Luckily LaVoy’s camera work is often compelling enough to wring some degree of profundity out of this story despite the misgivings of the script. Exterior shots of the lake house setting help set the tone of certain scenes, and LaVoy possesses a natural talent for visual storytelling, with nearly every cue, cut, mise-en-scene, and expert use of indie music enhancing his narrative rather than confusing or detracting from it.

Another high point of the film is the acting by the supporting cast of Joe Sokmen, Owen Hornstein III, and Tyler Russell, who make the most of the script’s low-brow college humor with some definitive on-screen chemistry. When they locate Steve’s pathetic attempts at suicide letters on a computer, they transform an otherwise crass scene into something legitimately funny.

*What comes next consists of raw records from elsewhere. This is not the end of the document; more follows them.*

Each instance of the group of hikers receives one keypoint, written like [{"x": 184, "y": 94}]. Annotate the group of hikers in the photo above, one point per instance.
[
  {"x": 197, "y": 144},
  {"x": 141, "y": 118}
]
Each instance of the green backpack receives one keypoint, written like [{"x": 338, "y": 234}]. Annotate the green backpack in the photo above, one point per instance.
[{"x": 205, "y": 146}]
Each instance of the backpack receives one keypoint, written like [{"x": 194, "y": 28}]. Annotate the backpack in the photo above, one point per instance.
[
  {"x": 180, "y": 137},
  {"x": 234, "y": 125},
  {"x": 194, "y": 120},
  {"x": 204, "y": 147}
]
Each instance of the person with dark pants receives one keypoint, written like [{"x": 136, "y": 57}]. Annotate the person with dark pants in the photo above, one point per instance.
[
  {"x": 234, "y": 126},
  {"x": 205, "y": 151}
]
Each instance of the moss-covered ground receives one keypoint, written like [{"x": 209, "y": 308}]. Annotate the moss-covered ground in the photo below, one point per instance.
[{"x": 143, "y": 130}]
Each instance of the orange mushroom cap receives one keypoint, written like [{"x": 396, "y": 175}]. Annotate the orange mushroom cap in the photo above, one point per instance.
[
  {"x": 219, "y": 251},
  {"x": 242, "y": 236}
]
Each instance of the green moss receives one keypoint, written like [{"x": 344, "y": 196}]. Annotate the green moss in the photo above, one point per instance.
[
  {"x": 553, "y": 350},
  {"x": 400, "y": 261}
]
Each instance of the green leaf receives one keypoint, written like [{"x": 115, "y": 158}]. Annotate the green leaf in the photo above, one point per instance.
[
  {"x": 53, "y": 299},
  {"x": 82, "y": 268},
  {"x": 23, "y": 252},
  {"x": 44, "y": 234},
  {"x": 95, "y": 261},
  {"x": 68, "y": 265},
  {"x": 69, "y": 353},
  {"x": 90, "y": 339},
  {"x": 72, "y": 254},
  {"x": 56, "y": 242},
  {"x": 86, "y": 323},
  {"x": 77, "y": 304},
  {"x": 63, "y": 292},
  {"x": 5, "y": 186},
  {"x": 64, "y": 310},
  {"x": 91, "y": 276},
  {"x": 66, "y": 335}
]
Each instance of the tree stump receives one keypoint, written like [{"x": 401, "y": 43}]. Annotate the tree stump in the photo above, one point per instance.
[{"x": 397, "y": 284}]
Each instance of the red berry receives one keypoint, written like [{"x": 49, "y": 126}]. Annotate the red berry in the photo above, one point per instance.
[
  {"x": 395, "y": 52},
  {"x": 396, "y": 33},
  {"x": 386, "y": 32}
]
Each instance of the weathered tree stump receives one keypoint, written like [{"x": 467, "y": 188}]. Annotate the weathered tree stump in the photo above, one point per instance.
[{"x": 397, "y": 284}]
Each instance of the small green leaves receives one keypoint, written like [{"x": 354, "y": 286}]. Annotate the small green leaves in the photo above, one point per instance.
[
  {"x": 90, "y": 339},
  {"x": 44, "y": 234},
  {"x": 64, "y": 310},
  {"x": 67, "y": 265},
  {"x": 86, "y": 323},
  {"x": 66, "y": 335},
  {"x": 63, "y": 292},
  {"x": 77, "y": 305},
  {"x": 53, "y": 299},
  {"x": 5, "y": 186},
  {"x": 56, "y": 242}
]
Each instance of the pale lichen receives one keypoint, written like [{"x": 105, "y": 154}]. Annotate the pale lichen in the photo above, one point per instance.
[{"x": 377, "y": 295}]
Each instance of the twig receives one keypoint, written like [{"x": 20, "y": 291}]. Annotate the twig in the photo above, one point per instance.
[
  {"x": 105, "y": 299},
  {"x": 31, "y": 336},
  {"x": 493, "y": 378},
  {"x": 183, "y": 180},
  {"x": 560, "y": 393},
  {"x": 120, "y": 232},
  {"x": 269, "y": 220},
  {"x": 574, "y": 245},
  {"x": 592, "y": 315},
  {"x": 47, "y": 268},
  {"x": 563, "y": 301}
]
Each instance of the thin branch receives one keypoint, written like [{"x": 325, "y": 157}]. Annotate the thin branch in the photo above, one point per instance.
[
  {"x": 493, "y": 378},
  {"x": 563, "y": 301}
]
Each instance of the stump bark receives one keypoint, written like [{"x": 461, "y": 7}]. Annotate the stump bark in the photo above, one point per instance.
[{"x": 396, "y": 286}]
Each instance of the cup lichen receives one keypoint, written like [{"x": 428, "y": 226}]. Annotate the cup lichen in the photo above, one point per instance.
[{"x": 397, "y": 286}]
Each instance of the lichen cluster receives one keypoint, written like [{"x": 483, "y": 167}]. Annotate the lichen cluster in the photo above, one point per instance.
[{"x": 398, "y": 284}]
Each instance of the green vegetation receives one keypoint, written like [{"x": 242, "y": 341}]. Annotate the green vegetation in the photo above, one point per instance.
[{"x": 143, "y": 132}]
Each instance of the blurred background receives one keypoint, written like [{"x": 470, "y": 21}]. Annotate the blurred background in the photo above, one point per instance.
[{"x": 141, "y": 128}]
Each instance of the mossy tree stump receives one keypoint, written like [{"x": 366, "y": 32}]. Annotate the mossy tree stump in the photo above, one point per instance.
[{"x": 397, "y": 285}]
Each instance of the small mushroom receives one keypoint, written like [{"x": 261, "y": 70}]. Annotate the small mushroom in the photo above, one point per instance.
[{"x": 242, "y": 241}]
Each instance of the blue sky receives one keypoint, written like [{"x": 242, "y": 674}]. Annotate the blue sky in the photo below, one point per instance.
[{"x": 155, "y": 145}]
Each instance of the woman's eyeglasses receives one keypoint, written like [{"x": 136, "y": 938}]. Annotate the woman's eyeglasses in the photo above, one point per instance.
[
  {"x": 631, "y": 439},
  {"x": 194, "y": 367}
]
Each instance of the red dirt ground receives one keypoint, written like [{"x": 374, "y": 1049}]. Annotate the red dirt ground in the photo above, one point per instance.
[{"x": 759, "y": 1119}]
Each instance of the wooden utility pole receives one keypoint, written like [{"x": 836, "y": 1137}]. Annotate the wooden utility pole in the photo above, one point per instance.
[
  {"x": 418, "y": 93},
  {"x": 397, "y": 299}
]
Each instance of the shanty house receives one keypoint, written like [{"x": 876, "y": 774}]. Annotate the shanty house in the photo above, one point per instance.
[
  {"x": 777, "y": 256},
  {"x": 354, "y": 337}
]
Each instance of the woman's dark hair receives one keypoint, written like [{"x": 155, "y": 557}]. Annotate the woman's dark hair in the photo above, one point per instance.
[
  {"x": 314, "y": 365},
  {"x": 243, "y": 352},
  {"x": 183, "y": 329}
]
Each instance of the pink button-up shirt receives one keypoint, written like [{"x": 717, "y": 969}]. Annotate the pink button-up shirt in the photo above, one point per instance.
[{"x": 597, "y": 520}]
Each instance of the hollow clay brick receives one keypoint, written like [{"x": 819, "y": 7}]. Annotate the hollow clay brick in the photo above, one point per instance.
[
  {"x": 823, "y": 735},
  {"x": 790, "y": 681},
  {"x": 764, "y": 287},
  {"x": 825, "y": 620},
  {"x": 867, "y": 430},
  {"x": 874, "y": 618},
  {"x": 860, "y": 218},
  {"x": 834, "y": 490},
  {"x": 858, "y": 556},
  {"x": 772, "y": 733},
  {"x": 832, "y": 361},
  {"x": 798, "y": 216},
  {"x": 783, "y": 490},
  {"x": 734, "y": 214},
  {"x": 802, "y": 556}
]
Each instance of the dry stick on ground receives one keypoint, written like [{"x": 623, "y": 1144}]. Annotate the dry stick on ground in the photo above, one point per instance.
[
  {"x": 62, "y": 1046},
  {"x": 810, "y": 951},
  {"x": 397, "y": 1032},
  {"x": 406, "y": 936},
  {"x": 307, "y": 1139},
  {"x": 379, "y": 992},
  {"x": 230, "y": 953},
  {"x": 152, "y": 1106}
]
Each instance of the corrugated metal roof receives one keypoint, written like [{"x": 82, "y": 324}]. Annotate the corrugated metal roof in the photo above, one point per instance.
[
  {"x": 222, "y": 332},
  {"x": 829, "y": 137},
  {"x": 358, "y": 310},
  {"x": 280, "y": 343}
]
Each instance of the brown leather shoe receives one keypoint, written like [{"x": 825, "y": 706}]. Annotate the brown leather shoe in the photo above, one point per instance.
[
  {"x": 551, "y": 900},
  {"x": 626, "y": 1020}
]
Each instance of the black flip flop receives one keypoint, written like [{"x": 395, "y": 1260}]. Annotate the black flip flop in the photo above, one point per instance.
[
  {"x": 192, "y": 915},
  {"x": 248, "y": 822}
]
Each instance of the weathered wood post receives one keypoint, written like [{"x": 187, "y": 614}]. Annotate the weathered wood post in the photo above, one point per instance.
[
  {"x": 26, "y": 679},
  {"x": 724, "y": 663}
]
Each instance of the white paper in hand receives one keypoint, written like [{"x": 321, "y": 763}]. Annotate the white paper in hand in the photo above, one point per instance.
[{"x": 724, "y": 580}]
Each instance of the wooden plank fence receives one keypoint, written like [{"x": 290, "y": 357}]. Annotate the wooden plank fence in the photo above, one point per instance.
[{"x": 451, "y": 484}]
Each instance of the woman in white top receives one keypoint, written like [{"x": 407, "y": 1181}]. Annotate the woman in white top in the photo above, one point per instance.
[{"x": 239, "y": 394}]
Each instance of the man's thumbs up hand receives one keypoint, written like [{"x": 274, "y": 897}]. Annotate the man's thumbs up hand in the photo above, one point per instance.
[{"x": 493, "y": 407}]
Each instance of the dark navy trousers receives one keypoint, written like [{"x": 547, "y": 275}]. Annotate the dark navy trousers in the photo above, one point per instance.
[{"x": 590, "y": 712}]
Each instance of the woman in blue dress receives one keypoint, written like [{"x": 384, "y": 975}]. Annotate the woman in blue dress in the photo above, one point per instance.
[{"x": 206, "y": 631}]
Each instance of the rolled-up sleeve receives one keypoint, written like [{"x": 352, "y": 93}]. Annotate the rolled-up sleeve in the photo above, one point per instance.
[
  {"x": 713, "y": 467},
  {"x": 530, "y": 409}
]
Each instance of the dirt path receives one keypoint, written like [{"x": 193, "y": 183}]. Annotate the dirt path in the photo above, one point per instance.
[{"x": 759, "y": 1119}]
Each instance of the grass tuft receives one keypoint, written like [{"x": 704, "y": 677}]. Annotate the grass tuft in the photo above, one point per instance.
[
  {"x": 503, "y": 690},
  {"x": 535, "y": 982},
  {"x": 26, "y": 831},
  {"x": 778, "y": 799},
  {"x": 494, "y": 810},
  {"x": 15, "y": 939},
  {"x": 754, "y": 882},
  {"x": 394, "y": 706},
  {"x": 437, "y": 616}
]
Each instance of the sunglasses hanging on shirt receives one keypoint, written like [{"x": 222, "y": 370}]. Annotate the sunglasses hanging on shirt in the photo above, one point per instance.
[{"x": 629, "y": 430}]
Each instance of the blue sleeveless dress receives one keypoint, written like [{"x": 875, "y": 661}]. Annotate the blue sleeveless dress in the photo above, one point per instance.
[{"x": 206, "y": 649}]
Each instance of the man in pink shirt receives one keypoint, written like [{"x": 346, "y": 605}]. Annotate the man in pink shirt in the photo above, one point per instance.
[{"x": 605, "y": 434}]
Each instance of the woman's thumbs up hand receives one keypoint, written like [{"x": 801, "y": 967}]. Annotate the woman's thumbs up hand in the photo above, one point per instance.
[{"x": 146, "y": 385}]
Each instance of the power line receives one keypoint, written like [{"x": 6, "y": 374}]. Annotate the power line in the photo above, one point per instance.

Unfortunately the same can’t be said for Stanley Wong, who simply lacks enough thespian skill or star appeal to carry a feature-length film in the title role. The script wisely shifts perspective midway through, allowing his character to fade into the background while his three wily companions invade the foreground to wrestle with both Steve’s and their own various conflicts.

Sadly, Jenn Foreman as Alice, whose screen presence conveys genuine emotion and charm, shoulders the unenviable task of adding substance to the lead female role in a film whose mishandling of women (yes, pun intended) is at best shamelessly juvenile, and at worst downright misogynist. Alice’s closing salvo somehow manages to paint women as uncaring, fickle, pleasure-driven, and prudish, all at the same time. Throughout the rest of the film, her and the other female characters function as little more than one night stands or romanticized objects of male yearning. While the character of Tom embodies just as many shallow, reprehensible traits as Alice, his character is rounded out by a genuine brotherly love for Steve and the noble intentions that go along with it. This luxury is never afforded to the character of Alice, which makes the fact that she is the only female with more than two minutes of screen time extremely regrettable.

With a host directorial flourishes and some great young talent represented in its supporting cast, Steve Chong Finds Out That Suicide Is a Bad Idea serves as a fine showcase for a few eager, up-and-coming actors and filmmakers. Harboring any expectations for the film beyond that, however, is simply a bad idea.